AU DÉTOUR DU PROJET DE LOI de finances rectificative 2022, la majorité relative présidentielle, soutenue par Les Républicains et le Rassemblement national, a réussi le tour de force de faire voter une mesure dérogatoire au Code du travail, qui accroît le lien de subordination entre le salarié et l’employeur, affaiblit le dialogue social en entreprise et porte un coup sans précédent aux 35 heures.

Elle stipule que « le salarié, quelle que soit la taille de l’entreprise, peut, sur sa demande et en accord avec l’employeur, renoncer à tout ou partie des journées ou demi-journées de repos acquises au titre des périodes postérieures au 1er janvier 2022 et jusqu’au 31 décembre 2023 en application d’un accord ou d’une convention collective instituant un dispositif de réduction du temps de travail ». Il est précisé également que « les heures correspondantes ne s’imputent pas sur le contingent légal ou conventionnel d’heures supplémentaires », ce qui permettrait de ne pas comptabiliser ces heures monétisées, et donc de s’affranchir de toute référence à la durée légale du travail.

Aujourd’hui, le paiement des jours de RTT n’est possible que si un accord d’entreprise ou de branche signé par des organisations syndicales représentant la majorité des personnels le prévoit ou si l’absence de prise de RTT est imputable à l’employeur.

Derrière cet amendement qui se pare des vertus du « gagnant-gagnant » se cachent en réalité la fin du cadre et des garanties collectives du temps de travail et la consécration du gré à gré laissant le salarié seul face à l’employeur.

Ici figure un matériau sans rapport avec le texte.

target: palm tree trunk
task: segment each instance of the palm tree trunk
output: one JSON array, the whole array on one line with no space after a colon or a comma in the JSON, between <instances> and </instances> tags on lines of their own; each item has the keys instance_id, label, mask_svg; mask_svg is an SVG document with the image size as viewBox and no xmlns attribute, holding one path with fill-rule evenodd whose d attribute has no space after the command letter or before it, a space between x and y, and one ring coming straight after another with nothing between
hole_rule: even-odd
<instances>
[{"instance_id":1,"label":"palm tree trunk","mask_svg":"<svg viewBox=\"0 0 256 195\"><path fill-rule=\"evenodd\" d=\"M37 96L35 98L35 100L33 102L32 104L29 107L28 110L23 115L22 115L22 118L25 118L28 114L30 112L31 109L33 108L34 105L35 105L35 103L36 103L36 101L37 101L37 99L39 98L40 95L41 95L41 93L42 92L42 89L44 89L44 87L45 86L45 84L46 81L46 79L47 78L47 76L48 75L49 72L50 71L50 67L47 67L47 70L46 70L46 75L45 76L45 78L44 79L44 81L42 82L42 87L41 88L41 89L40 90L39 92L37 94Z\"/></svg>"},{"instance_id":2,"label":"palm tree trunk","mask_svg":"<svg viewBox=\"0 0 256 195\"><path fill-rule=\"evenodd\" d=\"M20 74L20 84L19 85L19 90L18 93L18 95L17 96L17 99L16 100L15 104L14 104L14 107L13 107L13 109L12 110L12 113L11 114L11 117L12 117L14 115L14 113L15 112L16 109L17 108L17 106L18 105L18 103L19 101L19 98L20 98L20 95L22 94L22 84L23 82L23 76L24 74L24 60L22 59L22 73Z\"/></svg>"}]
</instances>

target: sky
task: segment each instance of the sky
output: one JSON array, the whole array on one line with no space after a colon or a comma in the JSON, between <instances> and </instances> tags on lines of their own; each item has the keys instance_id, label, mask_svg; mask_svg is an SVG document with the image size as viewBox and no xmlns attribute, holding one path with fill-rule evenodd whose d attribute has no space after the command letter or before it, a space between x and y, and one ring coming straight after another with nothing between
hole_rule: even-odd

L’absence de conditionnalité de négociation sociale pour activer ce dispositif offre un formidable outil unilatéral de remise en question des 35 heures et ce, au moment où se matérialisent les effets indésirables des ordonnances Macron de 2017 réduisant la couverture des entreprises par les délégués syndicaux et les institutions représentatives du personnel.

Comment ne pas y voir un puissant levier pour l’employeur, lui permettant de refuser l’attribution de jours de repos en arguant du paiement de ceux-ci, face à un salarié tiraillé entre son besoin de repos et l’amélioration de son pouvoir d’achat ? Amélioration relative au demeurant, car proposer de payer des RTT majorées à 10 % plutôt que des heures supplémentaires majorées à 25 %, c’est offrir de « travailler beaucoup plus pour gagner peu ».

Ainsi, à l’instar des multiples dispositifs de prime, cette disposition sert surtout à éviter de traiter le vrai sujet du pouvoir d’achat : les augmentations de salaires. Enjeu qui devrait donner lieu à de grandes négociations collectives au niveau interprofessionnel, dans les branches et dans les entreprises.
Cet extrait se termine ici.